Für faire Arbeitsbedingungen – Bahn stärken
Es handelt sich um ein Autorenpapier mehrerer Abgeordneten, das hier leicht aktualisiert wurde
Produktionsstopp in der Industrie, Hamsterkäufe im Lebensmittelhandel und kilometerlange Staus an den Grenzen hatten die ersten Wochen der Coronakrise geprägt. Innerhalb weniger Wochen und manchmal weniger Tage wurde unser Alltag mit gewohnten und selbstverständlichen Abläufen durcheinandergewirbelt. Einmal mehr wurde deutlich, welche Bedeutung der Bereich Güterverkehr und Logistik für die Versorgung mit Gütern des täglichen Bedarfs hat. Jetzt geht es darum, dass die Unternehmen im Bereich Güterverkehr und Logistik gut aus der Krise kommen und politisch die richtigen Konsequenzen für die Zeit danach gezogen werden.
Die nachfolgende Momentaufnahme zeigt auf, welchen Handlungsspielraum die Bundespolitik hat, um die Funktionsfähigkeit dieses Sektors zu gewährleisten, Folgen der Krise abzufedern und für Unterstützungen die richtigen Instrumente zu wählen.
In der Krise wurde die Bedeutung des Sektors Güterverkehr und Logistik vielen erst richtig bewusst. Keine Frage, die Logistik ist systemrelevant. Daher war es richtig, in der ersten Phase der Krise schnell das Repertoire des Krisenmanagements von Liquiditätshilfen, Stundung von Steuerzahlungen, Kurzarbeitergeld sowie Unterstützung für entlassene Arbeitnehmer auch im Bereich Güterverkehr und Logistik anzuwenden.
Schienengüterverkehr: robust in der Krise, gestärkt aus der Krise
Der Güterverkehr auf der Schiene war und ist durch die Reduzierung bzw. Produktionseinstellung in Teilen der Industrie (z. B. Automobilproduktion) stark betroffen. Im Bereich Automotive lag der Rückgang der Transportmengen bei bis zu 100 Prozent. Damit verbunden sind erheblich rückläufige Mengen in der Stahlindustrie und folglich weniger Transportaufträge für die Eisenbahnverkehrsunternehmen. Dagegen konnten die Güterbahnen in einigen konsumnahen Bereichen wie der Nahrungsmittelindustrie und Papierindustrie auch Neuverkehre gewinnen. Auch Grundstoffe für die Produktion von Hygieneartikeln und Desinfektionsmitteln zählten zu Gütern, die in der Krise für zusätzlichen Güterverkehr auf der Schiene sorgten.
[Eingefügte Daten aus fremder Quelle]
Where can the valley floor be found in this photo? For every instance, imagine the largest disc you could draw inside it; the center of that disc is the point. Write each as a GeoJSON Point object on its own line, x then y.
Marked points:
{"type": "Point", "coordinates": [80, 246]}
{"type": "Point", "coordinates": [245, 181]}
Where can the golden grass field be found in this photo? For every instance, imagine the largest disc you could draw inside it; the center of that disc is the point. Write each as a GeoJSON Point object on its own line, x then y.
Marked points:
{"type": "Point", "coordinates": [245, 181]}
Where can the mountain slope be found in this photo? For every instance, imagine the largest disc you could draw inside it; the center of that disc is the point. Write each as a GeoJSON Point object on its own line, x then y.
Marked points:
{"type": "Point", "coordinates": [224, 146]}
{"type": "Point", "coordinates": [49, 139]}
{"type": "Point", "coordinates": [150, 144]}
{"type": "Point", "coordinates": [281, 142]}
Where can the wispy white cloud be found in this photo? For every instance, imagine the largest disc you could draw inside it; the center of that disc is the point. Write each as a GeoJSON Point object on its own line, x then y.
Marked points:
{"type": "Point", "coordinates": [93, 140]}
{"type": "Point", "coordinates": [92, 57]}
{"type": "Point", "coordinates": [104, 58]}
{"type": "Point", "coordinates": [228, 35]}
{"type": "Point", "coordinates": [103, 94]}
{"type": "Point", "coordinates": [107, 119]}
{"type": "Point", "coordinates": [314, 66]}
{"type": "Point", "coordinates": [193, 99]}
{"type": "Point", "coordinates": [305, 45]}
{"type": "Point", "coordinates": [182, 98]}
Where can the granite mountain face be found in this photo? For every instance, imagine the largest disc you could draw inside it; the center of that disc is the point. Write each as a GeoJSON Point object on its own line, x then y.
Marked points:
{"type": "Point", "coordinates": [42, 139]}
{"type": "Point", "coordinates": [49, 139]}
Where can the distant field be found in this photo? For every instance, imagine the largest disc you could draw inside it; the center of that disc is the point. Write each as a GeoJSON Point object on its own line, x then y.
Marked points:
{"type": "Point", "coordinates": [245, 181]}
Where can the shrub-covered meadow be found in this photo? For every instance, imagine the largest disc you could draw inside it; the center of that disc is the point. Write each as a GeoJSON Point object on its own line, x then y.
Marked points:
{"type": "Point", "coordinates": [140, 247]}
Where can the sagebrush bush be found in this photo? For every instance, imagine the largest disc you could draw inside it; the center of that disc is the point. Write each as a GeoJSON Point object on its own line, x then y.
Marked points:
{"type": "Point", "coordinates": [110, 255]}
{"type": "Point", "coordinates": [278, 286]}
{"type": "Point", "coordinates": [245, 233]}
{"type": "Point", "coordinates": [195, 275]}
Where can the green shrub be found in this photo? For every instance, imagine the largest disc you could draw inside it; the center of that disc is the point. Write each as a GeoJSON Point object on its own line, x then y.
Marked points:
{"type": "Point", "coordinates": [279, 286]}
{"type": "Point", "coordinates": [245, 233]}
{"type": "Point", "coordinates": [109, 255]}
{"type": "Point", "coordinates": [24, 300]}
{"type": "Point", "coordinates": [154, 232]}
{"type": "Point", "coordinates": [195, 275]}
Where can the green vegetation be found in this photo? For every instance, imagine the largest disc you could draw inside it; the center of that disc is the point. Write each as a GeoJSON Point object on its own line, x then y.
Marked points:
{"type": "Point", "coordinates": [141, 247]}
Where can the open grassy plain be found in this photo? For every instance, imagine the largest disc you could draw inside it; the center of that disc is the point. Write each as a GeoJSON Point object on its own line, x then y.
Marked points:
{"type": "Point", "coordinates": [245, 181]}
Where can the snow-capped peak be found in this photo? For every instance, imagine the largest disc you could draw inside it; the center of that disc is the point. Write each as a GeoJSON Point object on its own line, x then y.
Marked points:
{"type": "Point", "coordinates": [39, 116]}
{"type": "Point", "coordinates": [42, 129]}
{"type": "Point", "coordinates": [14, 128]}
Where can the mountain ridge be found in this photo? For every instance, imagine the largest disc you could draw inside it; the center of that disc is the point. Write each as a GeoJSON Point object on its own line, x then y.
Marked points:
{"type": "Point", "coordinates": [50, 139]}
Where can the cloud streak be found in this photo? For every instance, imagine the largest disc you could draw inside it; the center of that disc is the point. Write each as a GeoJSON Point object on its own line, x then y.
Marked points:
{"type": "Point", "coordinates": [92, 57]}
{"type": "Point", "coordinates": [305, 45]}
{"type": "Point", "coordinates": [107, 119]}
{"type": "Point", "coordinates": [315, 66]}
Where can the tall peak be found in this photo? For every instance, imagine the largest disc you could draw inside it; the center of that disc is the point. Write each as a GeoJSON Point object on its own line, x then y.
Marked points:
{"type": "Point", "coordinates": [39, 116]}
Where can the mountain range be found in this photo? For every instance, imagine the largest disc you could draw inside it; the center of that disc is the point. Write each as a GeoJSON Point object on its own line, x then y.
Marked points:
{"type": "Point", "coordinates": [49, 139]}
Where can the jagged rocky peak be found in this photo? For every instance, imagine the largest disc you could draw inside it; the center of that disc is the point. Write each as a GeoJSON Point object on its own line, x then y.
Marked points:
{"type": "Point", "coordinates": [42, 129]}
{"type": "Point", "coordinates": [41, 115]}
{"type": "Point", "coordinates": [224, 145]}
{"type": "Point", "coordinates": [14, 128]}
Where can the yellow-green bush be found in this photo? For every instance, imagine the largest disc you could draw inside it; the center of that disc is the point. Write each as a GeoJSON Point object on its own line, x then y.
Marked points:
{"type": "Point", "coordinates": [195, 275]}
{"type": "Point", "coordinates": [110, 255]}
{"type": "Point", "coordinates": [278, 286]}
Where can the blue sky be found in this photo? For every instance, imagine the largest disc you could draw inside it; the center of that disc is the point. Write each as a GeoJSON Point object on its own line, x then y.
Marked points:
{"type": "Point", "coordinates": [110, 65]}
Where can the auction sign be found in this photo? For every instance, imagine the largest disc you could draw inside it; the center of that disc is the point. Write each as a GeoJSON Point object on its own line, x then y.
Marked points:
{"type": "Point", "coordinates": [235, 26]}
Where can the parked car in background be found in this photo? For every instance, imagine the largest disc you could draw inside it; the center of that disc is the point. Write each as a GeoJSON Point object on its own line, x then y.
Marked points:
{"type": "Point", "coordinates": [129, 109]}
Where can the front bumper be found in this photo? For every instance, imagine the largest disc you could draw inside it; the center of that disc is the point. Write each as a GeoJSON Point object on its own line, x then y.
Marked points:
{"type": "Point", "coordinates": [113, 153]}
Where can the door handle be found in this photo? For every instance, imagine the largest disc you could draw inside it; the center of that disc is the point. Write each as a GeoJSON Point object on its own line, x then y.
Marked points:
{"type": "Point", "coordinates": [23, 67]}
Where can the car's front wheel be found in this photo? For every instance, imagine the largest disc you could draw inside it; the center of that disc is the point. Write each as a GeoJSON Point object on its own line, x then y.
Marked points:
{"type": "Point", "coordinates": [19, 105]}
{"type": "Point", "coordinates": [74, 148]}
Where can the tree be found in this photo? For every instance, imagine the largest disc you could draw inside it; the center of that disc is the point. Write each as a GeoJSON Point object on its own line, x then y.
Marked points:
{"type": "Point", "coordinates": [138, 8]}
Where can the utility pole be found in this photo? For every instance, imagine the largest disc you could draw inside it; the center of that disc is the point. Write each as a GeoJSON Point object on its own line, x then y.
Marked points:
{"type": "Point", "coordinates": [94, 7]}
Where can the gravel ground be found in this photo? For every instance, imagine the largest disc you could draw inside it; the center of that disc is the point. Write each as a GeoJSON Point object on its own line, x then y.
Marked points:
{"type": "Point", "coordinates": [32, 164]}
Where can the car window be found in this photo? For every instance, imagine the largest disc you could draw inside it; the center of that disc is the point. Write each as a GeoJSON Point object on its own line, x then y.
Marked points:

Die Coronakrise hatte in der Summe zu einem rund 30 Prozent niedrigeren Transportaufkommen im Schienengüterverkehr geführt.
Recht robust zeigen sich die betrieblichen Abläufe des Schienengüterverkehrs in den Terminals des Kombinierten Verkehrs, den Gleisanschlüssen, den Zugbildungsanlagen und beim Grenzübertritt zu unseren europäischen Nachbarn. In der Krise kommen die systembedingten Vorteile des Güterverkehrs auf der Schiene voll zum Tragen: Große Gütermengen werden kontaktarm und mit geringen Infektionsrisiken bewegt. Für die Zukunft sollte daher im Schienengüterverkehr konsequent auf die Automatisierung weiterer Betriebsabläufe gesetzt werden. Dazu zählt der Bau bzw. die Umrüstung von Terminals des Kombinierten Verkehrs auf weitgehend vollautomatischen Betrieb nach dem Vorbild des MegaHubs Lehrte genauso wie die europaweite Einführung der digitalen automatischen Kupplung. Mit diesen mittelfristig angelegten Investitionen kann der Schienengüterverkehr nach der Krise gestärkt werden, um zu konsolidieren und Marktanteile zu gewinnen. Dabei müssen die Investitionen in effiziente Zugangsstellen des Schienengüterverkehrs in eine Verkehrsinfrastrukturpolitik des Bundes eingebettet sein, die dem Kapazitätsausbau des Schienennetzes für die Bedürfnisse des Schienengüterverkehrs höchste Priorität einräumt.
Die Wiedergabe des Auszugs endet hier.